In the 19th century now-illegal substances were commonly used in medicine, tonics and consumer products. A new era began with the federal Pure Food and Drug Act of 1906, which required the listing of ingredients in medical products. Then the 1914 Harrison Narcotic Act, ostensibly a tax measure, asserted legal control over distributors and users of opium and cocaine.
On the surface this may seem progressive, the story of a still-young nation establishing commercial and medical standards. And there was genuine uneasiness about drugs that were intoxicating or that produced dependence; with the disclosure required by the 1906 act, sales of patent medicines containing opium dropped by a third. But the movement for prohibition drew much of its power from a far less savoury motive. "Cocaine," warned Theodore Roosevelt's drug adviser, "is often a direct incentive to the crime of rape by the Negroes." As David Musto reports in The American Disease, the prohibitions of the early part of the century were all, in part, a reaction to inflamed fears of foreigners or minority groups. Opium was associated with the Chinese. In 1937 the Marijuana Tax Act targeted Mexican immigrants. "I wish I could show you what a small marijuana cigarette can do to one of our degenerate Spanish-speaking residents," a Colorado newspaper editor wrote to federal officials in 1936. Even the prohibition of alcohol was underlined by fears of immigrants and exaggerations of the effects of drinking. On the eve of its ban in 1919 a radio preacher told his audience: "The reign of tears is over. The slums will soon be a memory. We will turn our prisons into factories, our jails into storehouses and corncribs. Men will walk upright now, women will smile and the children will laugh."

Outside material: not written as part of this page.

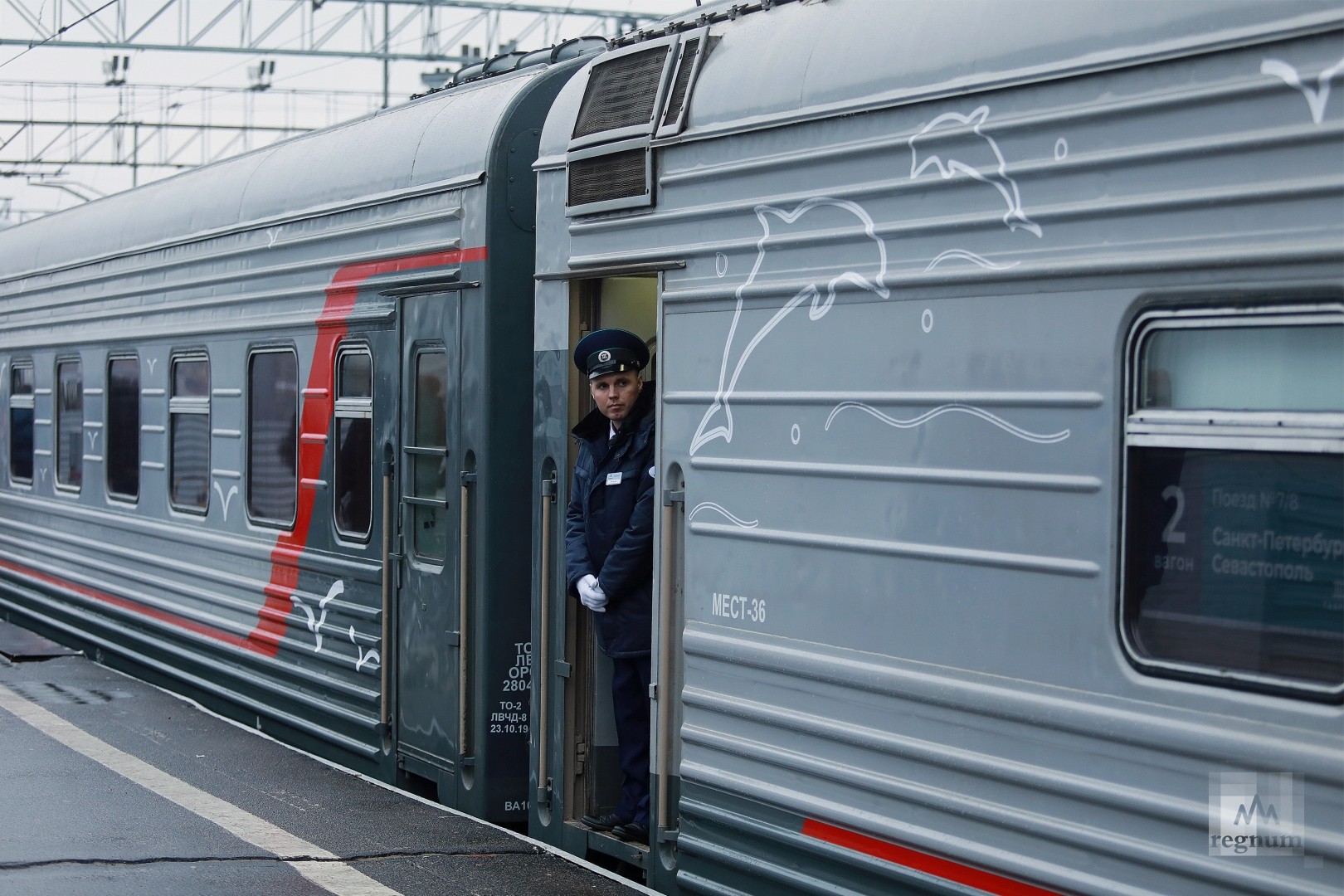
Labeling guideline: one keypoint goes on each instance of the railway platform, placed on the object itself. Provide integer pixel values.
(117, 787)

But the federal authorities, temperance advocates and bigots had reached too far. Whereas alcohol (like coffee and tobacco) has been a demon drug in other cultures, in western societies its use in medicine, recreation and religious ceremonies stretches back thousands of years. Most Americans had personal experience with drink and could measure the benefits of Prohibition against the violence (by gangsters and by Prohibition agents, who, according to one estimate, killed 1,000 Americans between 1920 and 1930) and the deaths by "overdose". After Franklin Roosevelt lifted Prohibition, subsequent generations knew that the drug, though often abused and often implicated in crimes, violence and accidents, differs in its effects depending on the person using it. With outlawed drugs no such reality check is available. People who use illegal drugs without great harm generally stay quiet.